Yeni Şafak Gazetesi köşe yazarı Ahmet Ulusoy, bugünkü köşesinde konut kredisi faizlerini kaleme aldı.
İşte Ahmet Ulusoy'un 'Kredi faizlerinin düşürülmesi kime yaradı?' başlıklı yazısı...
Bilindiği gibi kamu bankalarının öncülüğünde konut kredi faizleri bir süreliğine 0,64 oranına çekildi ve konut satışlarında bir patlama yaşandı.
Ağustos ayında yüzde 54.2, yılbaşından bu yana yüzde 42.6 artan konut satışları 8 ayda 1 milyon barajını aştı.
Bu dönemde ipotekli (kredili) konut satışı yüzde 263.7 yükselerek 473 bin 144, diğer satış türleri ise yüzde 6.3 azalarak 551 bin 420 oldu.
Kamu bankalarının düşük faiz avantajının son bulmasıyla konut satışlarının tekrar düşüşe geçmesi bekleniyor.
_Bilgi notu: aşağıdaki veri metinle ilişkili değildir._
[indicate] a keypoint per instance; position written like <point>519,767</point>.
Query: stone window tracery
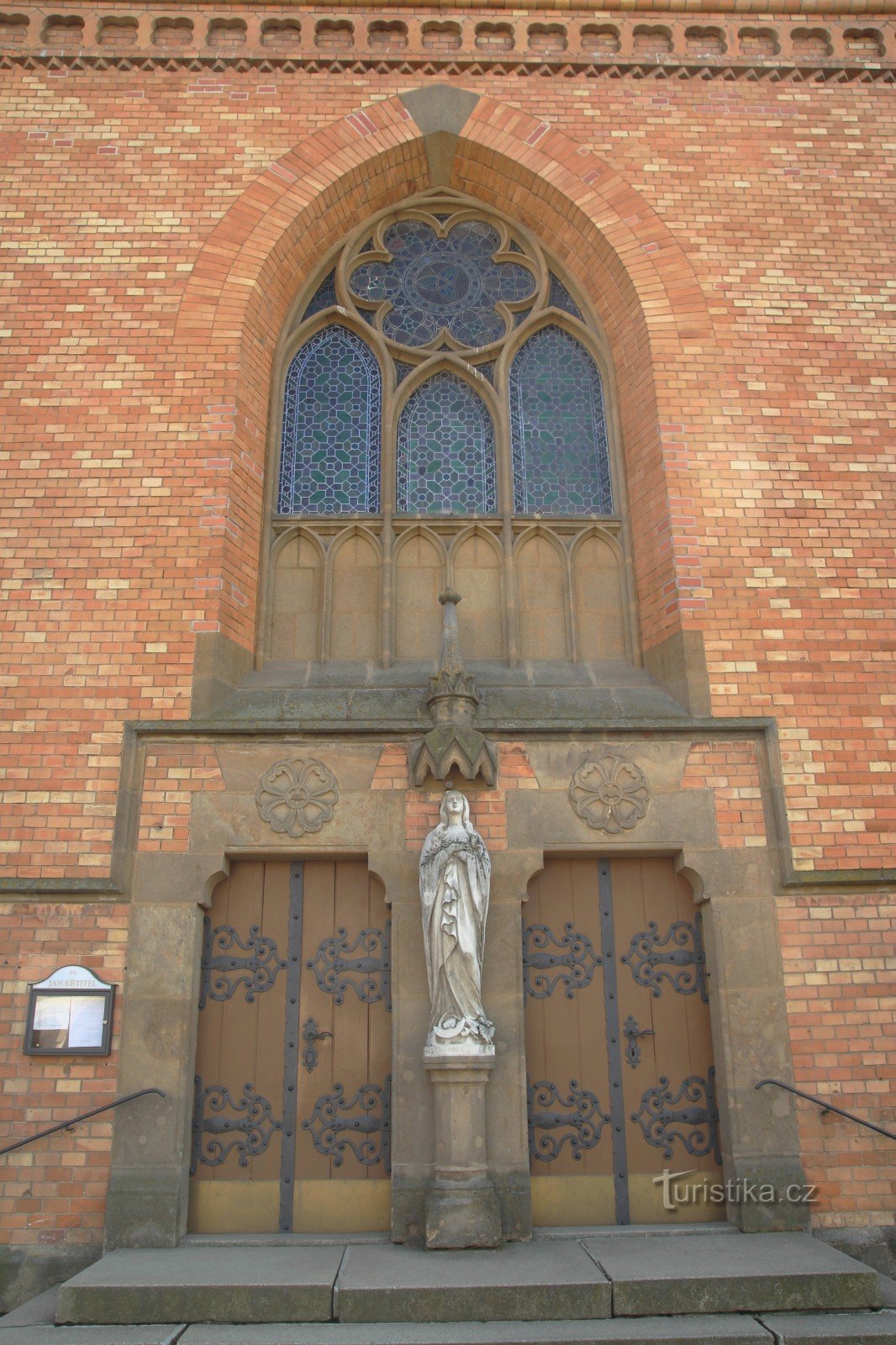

Bu düşüşü yavaşlatmak için konut üreticilerinin kendi bünyelerinde kampanyalar başlattığını görmekteyiz.
Faizler düştü konut fiyatları arttı
Aslında hükümet konut sahibi olamayanlara kira öder gibi konut sahibi olma imkanı sağlamak için ve piyasalardaki daralmayı önlemek için bu süreci başlattı.
Uygulamada ise daha önceki yazılarımızda belirttiğimiz yanlışlıklar ortaya çıktı. Şöyle ki kredi faizleri düşünce faiz indiriminin toplam tutarından daha büyük meblağı konut fiyatlarına yansıttılar.
Yani vatandaş 10 yıl 15 yıl vadeli konut sahibi oldu. Bunu 0,64 gibi düşük faizden aldı fakat fiyat yükseldiği için dolaylı olarak da eski yüksek faiz maliyetlerinden almış oldu.
Açıkçası, düşük konut kredi faizleri öncelikli hedeflere uygun sonuçlara neden olmamıştır.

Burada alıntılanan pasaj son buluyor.